Wells Fargo & Co. has attracted the attention of Berkshire Hathaway Inc. (BRK.A)(BRK.B), the famous Warren Buffet company. Buffet is the second richest person in the world and accumulated his wealth through investments. With Bill Gates being the richest person, Warren Buffet is the richest investor in the world. Berkshire Hathaway has had a holding in Wells Fargo & Co. for years, but they have recently increased their stake.
Financials
Wells Fargo made an 18.1% gross profit and a 16.7% net profit in 2011. For every $1 of assets it owns, it has $0.88.8 of debt.
JPMorgan Chase managed to make an 87.7% gross profit and a 17.1% net profit in the same year. However, while the gross profit seems large, this is due to certain expenses, like compensation and provision for credit losses being counted as expenses instead of direct costs to their sales. While this is normal accounting practice, it is important to highlight this when making a decision about these ratios. For every $1 of assets it owns, it has $0.91.8 or $0.92 (rounded up) of debt.
U.S. Bancorp made a 22.3% gross profit and 24.02% net profit in the same year – a higher net profit due to extra, unrealized income (one off incomes). For every $1 of assets it owns, it has $0.89.7 of debt.
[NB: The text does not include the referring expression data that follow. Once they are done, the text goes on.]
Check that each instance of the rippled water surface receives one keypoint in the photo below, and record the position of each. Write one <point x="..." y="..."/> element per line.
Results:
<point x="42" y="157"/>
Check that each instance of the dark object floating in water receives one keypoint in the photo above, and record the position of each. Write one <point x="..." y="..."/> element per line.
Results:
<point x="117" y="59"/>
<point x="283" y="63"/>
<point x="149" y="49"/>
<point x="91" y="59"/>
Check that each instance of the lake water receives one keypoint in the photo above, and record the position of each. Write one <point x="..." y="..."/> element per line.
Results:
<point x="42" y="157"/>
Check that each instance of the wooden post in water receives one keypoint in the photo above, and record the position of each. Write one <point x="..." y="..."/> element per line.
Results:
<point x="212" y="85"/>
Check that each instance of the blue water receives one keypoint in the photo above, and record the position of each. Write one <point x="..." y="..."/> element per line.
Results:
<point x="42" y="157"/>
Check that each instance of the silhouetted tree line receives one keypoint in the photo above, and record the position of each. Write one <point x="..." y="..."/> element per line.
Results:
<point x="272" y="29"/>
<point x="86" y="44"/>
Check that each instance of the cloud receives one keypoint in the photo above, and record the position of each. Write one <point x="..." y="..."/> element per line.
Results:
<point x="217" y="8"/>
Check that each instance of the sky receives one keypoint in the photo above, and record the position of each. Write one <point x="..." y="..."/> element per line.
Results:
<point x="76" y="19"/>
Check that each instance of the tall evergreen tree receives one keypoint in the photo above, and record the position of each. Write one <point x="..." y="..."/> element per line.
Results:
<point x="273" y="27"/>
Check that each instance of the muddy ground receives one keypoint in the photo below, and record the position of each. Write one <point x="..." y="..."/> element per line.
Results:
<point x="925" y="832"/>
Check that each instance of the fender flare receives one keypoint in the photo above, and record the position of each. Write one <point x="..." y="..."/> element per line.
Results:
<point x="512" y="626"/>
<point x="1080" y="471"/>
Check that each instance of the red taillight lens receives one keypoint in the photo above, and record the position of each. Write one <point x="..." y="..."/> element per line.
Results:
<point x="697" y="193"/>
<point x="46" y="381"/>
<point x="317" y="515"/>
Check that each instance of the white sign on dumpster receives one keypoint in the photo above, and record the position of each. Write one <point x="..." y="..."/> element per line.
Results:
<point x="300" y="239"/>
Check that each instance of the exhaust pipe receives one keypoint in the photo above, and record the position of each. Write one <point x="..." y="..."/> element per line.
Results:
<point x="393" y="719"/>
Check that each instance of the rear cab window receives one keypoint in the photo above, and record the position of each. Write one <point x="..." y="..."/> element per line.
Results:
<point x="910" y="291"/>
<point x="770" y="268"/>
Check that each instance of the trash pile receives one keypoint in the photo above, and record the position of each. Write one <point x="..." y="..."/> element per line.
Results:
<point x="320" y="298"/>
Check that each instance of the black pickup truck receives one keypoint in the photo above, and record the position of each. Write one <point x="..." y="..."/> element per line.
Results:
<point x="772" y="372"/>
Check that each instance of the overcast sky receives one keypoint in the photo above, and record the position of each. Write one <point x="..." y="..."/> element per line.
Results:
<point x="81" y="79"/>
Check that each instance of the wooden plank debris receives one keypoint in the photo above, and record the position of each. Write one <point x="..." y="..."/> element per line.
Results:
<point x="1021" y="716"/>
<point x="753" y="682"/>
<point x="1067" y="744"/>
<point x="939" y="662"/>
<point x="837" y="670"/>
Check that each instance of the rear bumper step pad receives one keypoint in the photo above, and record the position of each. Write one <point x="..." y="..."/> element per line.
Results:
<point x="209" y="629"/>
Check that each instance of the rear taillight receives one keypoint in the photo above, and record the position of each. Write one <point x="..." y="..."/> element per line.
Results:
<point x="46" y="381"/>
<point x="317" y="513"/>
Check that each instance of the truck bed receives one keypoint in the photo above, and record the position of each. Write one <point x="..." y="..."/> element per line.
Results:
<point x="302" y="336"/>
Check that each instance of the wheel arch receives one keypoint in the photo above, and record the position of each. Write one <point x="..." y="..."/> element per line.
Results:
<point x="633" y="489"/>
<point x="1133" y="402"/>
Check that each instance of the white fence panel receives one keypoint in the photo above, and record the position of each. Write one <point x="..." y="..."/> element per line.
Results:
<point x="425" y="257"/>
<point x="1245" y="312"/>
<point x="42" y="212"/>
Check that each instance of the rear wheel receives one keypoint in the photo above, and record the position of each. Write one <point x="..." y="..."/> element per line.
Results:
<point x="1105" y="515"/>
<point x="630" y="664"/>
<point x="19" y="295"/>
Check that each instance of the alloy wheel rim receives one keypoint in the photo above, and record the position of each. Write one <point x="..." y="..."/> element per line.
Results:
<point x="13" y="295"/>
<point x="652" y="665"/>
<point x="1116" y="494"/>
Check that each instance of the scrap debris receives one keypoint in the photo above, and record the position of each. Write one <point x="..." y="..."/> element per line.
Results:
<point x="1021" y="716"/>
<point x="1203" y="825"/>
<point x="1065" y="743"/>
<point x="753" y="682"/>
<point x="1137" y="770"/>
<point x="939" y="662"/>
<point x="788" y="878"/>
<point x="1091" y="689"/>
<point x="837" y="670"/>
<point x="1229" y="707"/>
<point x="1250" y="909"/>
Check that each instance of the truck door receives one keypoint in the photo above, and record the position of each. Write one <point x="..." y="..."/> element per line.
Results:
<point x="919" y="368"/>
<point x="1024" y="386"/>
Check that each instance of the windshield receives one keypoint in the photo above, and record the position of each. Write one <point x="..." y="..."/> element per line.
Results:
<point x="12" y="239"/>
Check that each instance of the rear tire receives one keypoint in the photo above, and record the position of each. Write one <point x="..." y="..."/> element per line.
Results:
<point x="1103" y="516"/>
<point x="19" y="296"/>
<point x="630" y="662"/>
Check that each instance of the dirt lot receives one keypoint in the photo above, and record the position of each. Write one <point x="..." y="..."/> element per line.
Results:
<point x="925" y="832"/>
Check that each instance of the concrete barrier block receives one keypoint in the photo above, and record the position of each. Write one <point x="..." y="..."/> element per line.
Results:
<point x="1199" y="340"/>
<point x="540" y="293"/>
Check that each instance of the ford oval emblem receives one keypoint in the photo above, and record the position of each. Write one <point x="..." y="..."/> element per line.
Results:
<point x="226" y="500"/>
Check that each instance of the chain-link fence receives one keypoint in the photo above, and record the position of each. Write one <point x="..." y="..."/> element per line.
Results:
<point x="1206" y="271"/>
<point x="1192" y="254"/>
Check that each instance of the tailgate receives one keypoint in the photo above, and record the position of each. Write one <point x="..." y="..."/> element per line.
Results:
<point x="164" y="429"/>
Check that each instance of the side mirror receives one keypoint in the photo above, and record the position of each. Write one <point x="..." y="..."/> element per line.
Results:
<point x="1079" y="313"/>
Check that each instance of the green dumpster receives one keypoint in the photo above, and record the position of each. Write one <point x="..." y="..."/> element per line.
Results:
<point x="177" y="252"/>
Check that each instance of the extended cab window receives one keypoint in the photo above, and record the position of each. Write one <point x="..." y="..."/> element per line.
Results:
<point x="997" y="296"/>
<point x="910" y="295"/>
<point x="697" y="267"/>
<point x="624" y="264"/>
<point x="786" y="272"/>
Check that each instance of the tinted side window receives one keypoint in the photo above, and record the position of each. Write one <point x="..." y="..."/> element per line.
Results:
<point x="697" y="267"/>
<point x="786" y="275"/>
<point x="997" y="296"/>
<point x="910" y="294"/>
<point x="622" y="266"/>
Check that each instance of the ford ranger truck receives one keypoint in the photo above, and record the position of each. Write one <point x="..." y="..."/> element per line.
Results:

I haven't discussed the levels of debt for each individual company as it's important to bring all three levels together. They will inevitably be high for all three due to the effect that the financial crisis had on all financial companies. If these companies possessed more debt than assets, then there would be cause to worry about the risk of the stocks. However, that doesn't mean that these high levels of debt are completely risk free, any high level of debt is riskier than a low level of debt.
Conclusion
Wells Fargo & Co is making a decent gross profit and net profit. While it has a reasonably high amount of debt, it most likely is due to the financial crisis. However, this doesn't completely take the risk out of this stock; all financial stocks are risky at the moment. This is why it's important to break this stock evaluation in two. If you're willing to take on this risk and put it down to the crisis, then this would be a BUY. If the famous Buffet has increased his stake in this company, there most certainly must be a reason why. However, if this seems far too risky, as this level of debt may not be entirely down to the crisis, then this stock would be a HOLD. If this is the case, I would rate all financial stocks as HOLD as the financial market needs to recover before investments are made.